SAN SEBASTIÁN, 20 Sep. (del enviado especial de Agencias, Francisco Serrano) –
La escritora Mariana Enríquez lleva sus fantasmas al Festival de San Sebastián con ‘Mis muertos tristes’, la nueva miniserie de Netflix dirigida por Pablo Larraín, aunque tiene claro que, frente a los muertos que regresan para hacerse escuchar, «siempre da más miedo la realidad».
«Siempre da más miedo la realidad, siempre, siempre. Los muertos son como nosotros, pero con la diferencia que ya pasaron», ha asegurado la escritora en una entrevista con Agencias. La miniserie llegará a Netflix el próximo jueves, 24 de septiembre.
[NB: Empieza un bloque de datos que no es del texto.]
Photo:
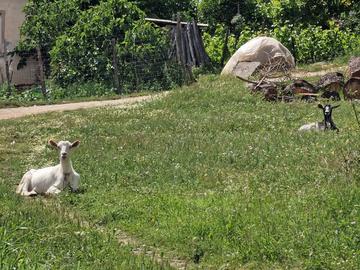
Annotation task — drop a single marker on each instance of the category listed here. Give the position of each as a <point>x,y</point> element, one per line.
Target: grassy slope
<point>210,171</point>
La escritora también ha reflexionado sobre cómo la realidad parece acercarse cada vez más a situaciones que antes solo parecían posibles en la ficción. «Hay un dicho que dice que la vida imita al arte, y esto es un poco así. Sobre todo en ciencia ficción, cada vez todo parece más ficción», ha señalado Enríquez. Sin embargo, ha llamado a no vivir desde la «indignación inmediata». «Me parece que no hay que agobiarse tanto, en general. No estar como tan pendiente de la indignación inmediata», ha agregado.
La miniserie toma como punto de partida ‘Mis muertos tristes’, uno de los relatos de Enríquez, y fusiona esta historia con otros dos cuentos para construir un relato de mayores dimensiones, con Emma como personaje central. El proyecto nació cuando la productora Fábula mostró interés por adaptar la obra de la escritora y tuvo acceso a varios cuentos antes de su publicación, tal y como han relatado Enríquez y Larraín.
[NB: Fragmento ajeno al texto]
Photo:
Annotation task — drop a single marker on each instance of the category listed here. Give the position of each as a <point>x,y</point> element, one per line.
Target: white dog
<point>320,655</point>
El cineasta ha confesado que uno de los principales atractivos del material fue precisamente la posibilidad de trabajar con aquello que no necesariamente se ve. «Me interesó mucho poder trabajar no solamente con elementos visuales sino también con eventos sonoros», ha explicado el cineasta, que ha destacado que en la serie hay cosas que los personajes escuchan pero que no llegan a mostrarse.
El director ha preferido alejarse de una clasificación cerrada para definir la ficción y ha hablado de «realismo fantástico», poniendo el foco en que los acontecimientos sobrenaturales se desarrollan en escenarios completamente cotidianos. «Esto ocurre en una cocina, en una casa, en una pieza, completamente común y corriente, en un baño, en algo doméstico, en una familia», ha señalado.
En este contexto aparece también Julie, un personaje joven cuyo comportamiento genera dudas en su entorno y que conecta directamente con uno de los temas de la serie: la dificultad de distinguir entre aquello que se considera un problema de salud mental y una experiencia que realmente está sucediendo. Enríquez ha destacado precisamente esta ambigüedad.
«Las personas que están en un mundo más racional ven el comportamiento de una persona que actúa así y dirían: esta persona no está bien, tiene un problema de salud mental. Sin embargo está hablando de algo que sí le ocurre. Y que es verdad», ha precisado.
Asimismo, la escritora ha señalado que la serie aborda cuestiones como los cuidados dentro de la familia y las dificultades para acceder a determinados recursos de salud mental, aunque ha defendido que estos elementos aparecen integrados en las historias de los personajes y no como un discurso político o social explícito.
En cuanto a su relación con Larraín durante la adaptación, Enríquez ha asegurado que se sintió «totalmente respetada» y ha defendido que una adaptación no tiene por qué ser literalmente fiel al texto original. «Yo no creo que una adaptación tenga que ser fiel», ha afirmado, para matizar que sí debe mantener «el espíritu, la atmósfera, la claridad de lo que se quiere decir».
Por su parte, Larraín ha descrito el encuentro con la escritora y con el proyecto como «un accidente maravilloso» y ha destacado la posibilidad de trasladar sus historias al lenguaje audiovisual. «A veces uno puede admirar algo y por mucho que te guste el material decir: no sé, la voy a cagar, no es para mí», ha explicado.